Loogle searches Lean and Mathlib definitions and theorems.

You can use Loogle from within the Lean4 VSCode language extension using (by default) Ctrl-K Ctrl-S. You can also try the #loogle command from LeanSearchClient, the CLI version, the Loogle VS Code extension, the lean.nvim integration or the Zulip bot.

Usage

Loogle finds definitions and lemmas in various ways:

1. By constant:
   🔍 Real.sin
   finds all lemmas whose statement somehow mentions the sine function.

2. By lemma name substring:
   🔍 "differ"
   finds all lemmas that have "differ" somewhere in their lemma name.

3. By subexpression:
   🔍 _ * (_ ^ _)
   finds all lemmas whose statements somewhere include a product where the second argument is raised to some power.

   The pattern can also be non-linear, as in
   🔍 Real.sqrt ?a * Real.sqrt ?a

   If the pattern has parameters, they are matched in any order. Both of these will find List.map:
   🔍 (?a -> ?b) -> List ?a -> List ?b
   🔍 List ?a -> (?a -> ?b) -> List ?b

4. By main conclusion:
   🔍 |- tsum _ = _ * tsum _
   finds all lemmas where the conclusion (the subexpression to the right of all → and ∀) has the given shape.

   As before, if the pattern has parameters, they are matched against the hypotheses of the lemma in any order; for example,
   🔍 |- _ < _ → tsum _ < tsum _
   will find tsum_lt_tsum even though the hypothesis f i < g i is not the last.

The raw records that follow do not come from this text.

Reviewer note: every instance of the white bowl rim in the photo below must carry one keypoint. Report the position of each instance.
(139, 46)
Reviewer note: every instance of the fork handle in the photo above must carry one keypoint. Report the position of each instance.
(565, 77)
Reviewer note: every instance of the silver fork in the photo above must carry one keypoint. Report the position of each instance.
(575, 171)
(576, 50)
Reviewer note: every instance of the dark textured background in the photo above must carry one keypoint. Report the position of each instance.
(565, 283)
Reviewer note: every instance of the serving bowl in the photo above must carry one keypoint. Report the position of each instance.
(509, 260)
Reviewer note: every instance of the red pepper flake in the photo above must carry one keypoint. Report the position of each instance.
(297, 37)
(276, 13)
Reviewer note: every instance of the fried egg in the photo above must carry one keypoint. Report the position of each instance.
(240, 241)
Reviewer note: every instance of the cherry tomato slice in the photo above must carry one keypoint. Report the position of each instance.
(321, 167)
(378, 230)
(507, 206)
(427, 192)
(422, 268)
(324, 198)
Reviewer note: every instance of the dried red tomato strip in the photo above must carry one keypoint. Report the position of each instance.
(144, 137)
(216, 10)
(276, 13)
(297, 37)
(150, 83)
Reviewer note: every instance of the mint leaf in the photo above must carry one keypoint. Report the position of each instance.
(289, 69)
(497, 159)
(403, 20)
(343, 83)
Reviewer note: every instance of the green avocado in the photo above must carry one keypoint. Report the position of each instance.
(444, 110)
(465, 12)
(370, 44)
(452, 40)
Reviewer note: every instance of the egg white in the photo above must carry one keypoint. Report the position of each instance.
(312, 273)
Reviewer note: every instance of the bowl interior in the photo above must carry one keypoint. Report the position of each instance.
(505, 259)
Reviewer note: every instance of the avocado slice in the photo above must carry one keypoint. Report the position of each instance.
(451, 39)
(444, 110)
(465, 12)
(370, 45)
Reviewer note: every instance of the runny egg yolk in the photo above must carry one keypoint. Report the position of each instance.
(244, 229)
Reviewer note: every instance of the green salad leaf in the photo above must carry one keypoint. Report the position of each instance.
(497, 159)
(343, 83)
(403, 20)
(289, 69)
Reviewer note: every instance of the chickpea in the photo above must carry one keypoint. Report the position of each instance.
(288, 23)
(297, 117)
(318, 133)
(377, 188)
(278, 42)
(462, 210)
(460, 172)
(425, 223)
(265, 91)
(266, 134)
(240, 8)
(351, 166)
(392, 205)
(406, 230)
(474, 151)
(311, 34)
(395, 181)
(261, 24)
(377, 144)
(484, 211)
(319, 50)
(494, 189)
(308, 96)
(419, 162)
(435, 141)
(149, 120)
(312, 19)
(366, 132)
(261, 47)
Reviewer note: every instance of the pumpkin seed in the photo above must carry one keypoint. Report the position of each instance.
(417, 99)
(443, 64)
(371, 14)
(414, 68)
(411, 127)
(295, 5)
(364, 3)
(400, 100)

If you pass more than one such search filter, separated by commas Loogle will return lemmas which match all of them. The search
🔍 Real.sin, "two", tsum, _ * _, _ ^ _, |- _ < _ → _
would find all lemmas which mention the constants Real.sin and tsum, have "two" as a substring of the lemma name, include a product and a power somewhere in the type, and have a hypothesis of the form _ < _ (if there were any such lemmas). Metavariables (?a) are assigned independently in each filter.

The #lucky button will directly send you to the documentation of the first hit.

Source code

You can find the source code for this service at https://github.com/nomeata/loogle. The https://loogle.lean-lang.org/ service is provided by the Lean FRO.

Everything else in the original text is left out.